God is not your dad.
Sometimes, I am drawn to something and think that maybe it means I should pay attention. Lately, I keep being drawn to the title of a Substack essay by Kathleen Kilcup, “God is Not Your Dad.” My own solid feeling that God loves me no matter what stems, in part, to having been blessed with a father who modeled that love. I wonder if I’m drawn to the statement “God is not your dad” because I and others who read this will benefit from thinking about it. I meet many people, who, when I ask them to imagine what God would say to them, tell me they imagine God saying, “Why aren’t you doing more?” in some area or another—”Why aren’t you going to church more?” “reading the Bible more?” “praying more?” It makes me so sad to think they see God as scolding them for not measuring up instead of hearing his voice of unconditional love and feeling his loving presence.
We often use the word “Father” in our prayers and discussions of God. It’s no wonder our images of God and his attributes is heavily influenced by our earthly fathers. Perhaps you struggle with feeling judged and found wanting by God the Father because you experienced those feelings of not meeting your father’s expectations. God might seem distant because your dad was. Even more critically, you may have mixed feelings or anger towards God because your father abused you. Even though we often use the word “Father,” our image of God can include both our mother and father, or other caretakers or sources of authority.

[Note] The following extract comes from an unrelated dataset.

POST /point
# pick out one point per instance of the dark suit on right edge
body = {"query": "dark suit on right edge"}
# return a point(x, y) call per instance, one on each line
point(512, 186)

It helps me to remind myself that the use of “Father” for God, or any other word, is a metaphor. We use metaphors all the time to give us images that are familiar to help us understand mysteries. The Bible has many examples, including many for Jesus: Jesus as a shepherd, a farmer, a mother hen, and many others. His audience could relate to those images. Maybe now we could use images like a business person, an IT expert, or an HR director. (“Like an IT expert, God understands many things that seem like magic to us.” “God invests in you as a smart business person invests in her employees with training and advice.” “You can confess to God as you would a trusted HR director.”)
Similar to my not seeing ultraviolet light or hearing infrasound, my limited human mind cannot understand much of what God is. I cannot even conceive what our resurrected selves will be able to see, hear, and understand!
And here’s where faith comes in. I like the word “trust.” We have to try not to use faith or trust as a shortcut. It’s easy to call everything that seems illogical to us a mystery and use that shortcut to end all contemplation of the topic or event. We want to meditate on God’s words and think deeply about how to model God’s love in all we say and do. There is no denying, though, that there are things in this world that truly are a mystery, and we take a leap of faith to trust God and leave the outcome to him.
Going back to “God is not your dad,” the article I linked to above is an excellent one to read. The author wrote that she confessed to a trusted spiritual companion “the resentment and cowardice and lust and insecurity that had become more internally vocal.” After listening sympathetically and promising to pray for her, her spiritual companion, knowing the underlying sentiments the author was revealing, said, “You know, God isn’t your father. He isn’t your dad.”
Does that statement jar you a little bit? Does it make you think? We use the image of father or dad because much of the ideal father’s attributes give us some understanding of God’s attributes: unconditional love, protection, strength, comfort, boundless knowledge, and more. But our human fathers are not God. Imagining our human parents may trigger the emotions the author writes of, including resentment, fear, feeling unloved, lust, anger, feeling you’ll never be good enough, and so on. I think that this limitation of our human mind, bringing our human responses and emotions into our relationship with God, is part of what the verse means that says, “For now we see through a glass, darkly; but then face to face: now I know in part; but then shall I know even as also I am known.” (I Corinthians 13:12, King James Version)
I pray you, I, we, all of us, come closer and closer to God, experiencing “the peace that passes understanding” (Philippians 4:7) as we lean into God's love, as we grow in our trust even while not understanding why things happen or people fail. God loves you.